Zaros Part 1

Summary

The depositMargin and withdrawMargin functions in the TradingAccountBranch contract are vulnerable to issues arising from handling rebasing tokens like stETH. If the stETH balance changes due to a rebase event between the time of deposit/withdrawal initiation and balance adjustment, it can lead to discrepancies in user balances and margin calculations.

Vulnerability Details

DepositMargin:

Issue: stETH balance may decrease post-deposit but pre-balance adjustment.
Impact: Incorrect margin collateral balance, affecting margin calculations and trading activities.

WithdrawMargin:

Issue: stETH balance may change post-withdrawal initiation but pre-balance adjustment.
Impact: Discrepancies in withdrawal amounts, impacting protocol reserves and user balances.

Create Market Order:

Issue: stETH balance may change after order creation but before the order is filled.
Impact: Incorrect margin calculations, affecting the execution of the market order.

Keeper Fill Market Order:

Issue: stETH balance may change after the order is created but before the keeper fills the order.
Impact: Margin calculations may not reflect the updated stETH balance, leading to potential discrepancies in order execution.

Impact

Incorrect Margin Calculations: Users' margin collateral balances may not reflect the actual stETH balance post-rebase, leading to inaccurate margin calculations.

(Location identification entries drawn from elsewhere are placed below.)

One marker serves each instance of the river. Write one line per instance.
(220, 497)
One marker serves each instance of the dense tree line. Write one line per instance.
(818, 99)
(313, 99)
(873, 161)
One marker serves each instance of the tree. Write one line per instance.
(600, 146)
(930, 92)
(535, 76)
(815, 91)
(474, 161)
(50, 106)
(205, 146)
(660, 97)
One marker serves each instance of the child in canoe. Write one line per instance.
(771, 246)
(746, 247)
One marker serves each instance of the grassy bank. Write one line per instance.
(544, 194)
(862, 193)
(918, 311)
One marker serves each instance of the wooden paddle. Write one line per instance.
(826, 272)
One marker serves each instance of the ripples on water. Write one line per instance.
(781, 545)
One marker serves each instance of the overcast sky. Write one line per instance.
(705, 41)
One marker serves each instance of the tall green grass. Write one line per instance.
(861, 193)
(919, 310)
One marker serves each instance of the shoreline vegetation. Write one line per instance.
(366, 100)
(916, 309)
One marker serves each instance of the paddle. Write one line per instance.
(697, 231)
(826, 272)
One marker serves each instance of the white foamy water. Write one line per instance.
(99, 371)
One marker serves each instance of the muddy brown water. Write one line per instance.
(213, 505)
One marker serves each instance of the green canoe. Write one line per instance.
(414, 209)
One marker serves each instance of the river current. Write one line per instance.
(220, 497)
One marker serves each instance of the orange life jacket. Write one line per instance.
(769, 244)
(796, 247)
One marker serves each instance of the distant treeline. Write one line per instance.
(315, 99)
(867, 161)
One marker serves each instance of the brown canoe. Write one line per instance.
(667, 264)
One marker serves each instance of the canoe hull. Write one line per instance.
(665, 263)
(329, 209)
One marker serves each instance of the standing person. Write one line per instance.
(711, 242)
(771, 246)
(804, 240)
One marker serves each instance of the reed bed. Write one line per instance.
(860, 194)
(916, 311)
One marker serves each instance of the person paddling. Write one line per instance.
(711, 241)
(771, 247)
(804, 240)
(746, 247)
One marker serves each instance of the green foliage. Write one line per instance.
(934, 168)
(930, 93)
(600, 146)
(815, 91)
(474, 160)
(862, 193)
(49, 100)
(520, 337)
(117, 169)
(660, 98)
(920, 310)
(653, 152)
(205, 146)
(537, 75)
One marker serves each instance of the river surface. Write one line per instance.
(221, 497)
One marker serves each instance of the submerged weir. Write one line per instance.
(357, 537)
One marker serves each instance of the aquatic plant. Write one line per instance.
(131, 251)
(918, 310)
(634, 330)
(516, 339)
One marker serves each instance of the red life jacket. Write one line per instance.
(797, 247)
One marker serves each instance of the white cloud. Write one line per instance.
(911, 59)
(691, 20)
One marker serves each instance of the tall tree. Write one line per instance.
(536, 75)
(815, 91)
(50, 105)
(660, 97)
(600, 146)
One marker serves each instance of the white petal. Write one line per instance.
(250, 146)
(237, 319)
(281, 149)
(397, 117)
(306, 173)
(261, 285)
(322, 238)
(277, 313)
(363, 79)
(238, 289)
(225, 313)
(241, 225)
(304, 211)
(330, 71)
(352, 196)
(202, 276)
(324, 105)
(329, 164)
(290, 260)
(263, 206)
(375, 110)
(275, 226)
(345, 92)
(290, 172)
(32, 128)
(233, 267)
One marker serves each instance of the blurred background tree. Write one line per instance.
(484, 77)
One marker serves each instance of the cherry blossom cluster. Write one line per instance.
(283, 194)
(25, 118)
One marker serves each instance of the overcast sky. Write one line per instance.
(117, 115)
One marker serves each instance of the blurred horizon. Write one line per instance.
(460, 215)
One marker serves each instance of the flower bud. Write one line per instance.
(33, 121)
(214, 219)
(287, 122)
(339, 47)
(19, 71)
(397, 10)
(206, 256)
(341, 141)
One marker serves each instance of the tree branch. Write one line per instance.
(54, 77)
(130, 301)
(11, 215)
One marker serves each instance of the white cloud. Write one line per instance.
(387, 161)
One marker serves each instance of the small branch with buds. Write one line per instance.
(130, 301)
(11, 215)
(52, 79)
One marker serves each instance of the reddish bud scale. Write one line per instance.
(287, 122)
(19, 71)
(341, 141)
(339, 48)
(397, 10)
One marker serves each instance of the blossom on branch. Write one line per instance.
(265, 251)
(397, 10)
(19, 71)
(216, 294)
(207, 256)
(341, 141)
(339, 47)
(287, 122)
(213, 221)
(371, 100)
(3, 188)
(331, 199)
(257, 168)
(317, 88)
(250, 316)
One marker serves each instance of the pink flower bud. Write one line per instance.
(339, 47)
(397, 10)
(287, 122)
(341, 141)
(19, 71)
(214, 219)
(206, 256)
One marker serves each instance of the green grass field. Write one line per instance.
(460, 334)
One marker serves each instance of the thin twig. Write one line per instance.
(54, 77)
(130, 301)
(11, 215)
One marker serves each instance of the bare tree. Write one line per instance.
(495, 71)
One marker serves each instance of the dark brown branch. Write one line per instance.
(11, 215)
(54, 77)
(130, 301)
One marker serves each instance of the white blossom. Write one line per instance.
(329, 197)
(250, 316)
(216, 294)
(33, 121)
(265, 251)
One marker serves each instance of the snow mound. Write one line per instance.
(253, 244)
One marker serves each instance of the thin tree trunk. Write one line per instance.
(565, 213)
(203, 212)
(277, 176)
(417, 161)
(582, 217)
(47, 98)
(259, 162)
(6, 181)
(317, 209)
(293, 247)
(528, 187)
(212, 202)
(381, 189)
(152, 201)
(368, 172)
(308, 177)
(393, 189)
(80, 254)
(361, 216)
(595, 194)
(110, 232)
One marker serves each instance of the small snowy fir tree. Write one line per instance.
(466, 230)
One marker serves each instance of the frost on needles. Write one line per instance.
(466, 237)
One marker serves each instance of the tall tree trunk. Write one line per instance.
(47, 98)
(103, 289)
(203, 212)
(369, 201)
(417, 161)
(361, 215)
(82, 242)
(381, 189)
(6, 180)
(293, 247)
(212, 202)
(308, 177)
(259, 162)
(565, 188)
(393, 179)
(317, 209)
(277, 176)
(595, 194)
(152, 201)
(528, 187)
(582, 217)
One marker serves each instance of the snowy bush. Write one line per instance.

Discrepant Withdrawals: Users may receive more or less than intended during withdrawals, affecting both user balances and protocol reserves.

Trading Activities: Incorrect margin balances can impact users' ability to trade and maintain positions, potentially leading to unintended liquidations.

Tools Used

Manual Review

Recommendations

Modify depositMargin and withdrawMargin functions to account for potential rebase events.
Adjust deposited and withdrawn amounts based on the latest stETH balance.